About the Team The Applied Machine Learning (AML) team builds the next-generation machine learning algorithms and platforms that power ByteDance’s recommendation systems, ads ranking, and search ranking. We drive significant impact on ByteDance’s core businesses, focusing on scalable infrastructure, efficient orchestration, and world-class ML systems.
Role Overview We are seeking an Tech Lead, AML Orchestration to own and advance ByteDance’s distributed orchestration platforms. This leader will oversee a team of Machine Learning Engineers specializing in orchestration and scheduling, guiding the technical strategy for resource efficiency, distributed training, and online inference systems. The role requires deep expertise in large-scale distributed systems, orchestration frameworks, and cross-team collaboration.
Responsibilities
- Lead, mentor, and grow a team of orchestration-focused ML engineers; set technical vision and ensure engineering excellence.
- Design and optimize distributed orchestration and scheduling strategies across large-scale Kubernetes/Godel environments, ensuring efficiency, reliability, and scalability.
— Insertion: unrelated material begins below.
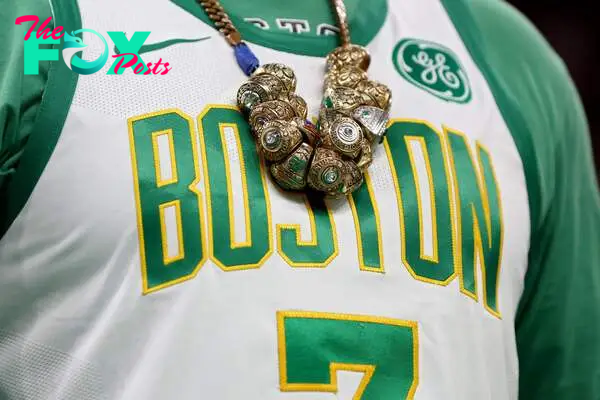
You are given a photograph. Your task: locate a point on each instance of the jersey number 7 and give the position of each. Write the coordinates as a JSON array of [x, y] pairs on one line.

- Drive initiatives for autoscaling, resource multiplexing, and preemption across heterogeneous workloads and clusters, including multi-datacenter and multi-cloud setups.
- Partner with framework, platform and research teams to build next-generation distributed training and serving systems for ultra-large, high-dimensional recommendation models.
- Architect robust and elastic online orchestration frameworks for large-scale inference, supporting evolving recommendation and ads models.
- Stay ahead of trends in orchestration, scheduling, and distributed computing, incorporating best practices and emerging technologies.
Requirements
Minimum Qualifications
- Bachelor’s degree or higher in Computer Science, Engineering, or a related field.
- 5+ years of experience in large-scale distributed systems, with at least 5 years in a technical leadership role.
- Proficiency in one or more modern programming languages (Golang, Python, C++, or similar).
- Deep understanding of orchestration frameworks (e.g., Kubernetes, Yarn) and distributed systems design principles.
- Proven experience optimizing system performance, resource utilization, and scheduling strategies.
- Strong analytical thinking, problem-solving, and communication skills.
Preferred Qualifications
- Experience with orchestration or ML frameworks such as Ray, TFX, VeRL, vLLM, or equivalent.
- Familiarity with distributed computing systems (Spark, Flink) and ML pipelines.
- Contributions to open-source scheduling or ML infrastructure projects.
- Hands-on experience with multi-tenant environments and cloud-native architectures.
- Experience collaborating with and leading global, cross-functional teams across different time zones.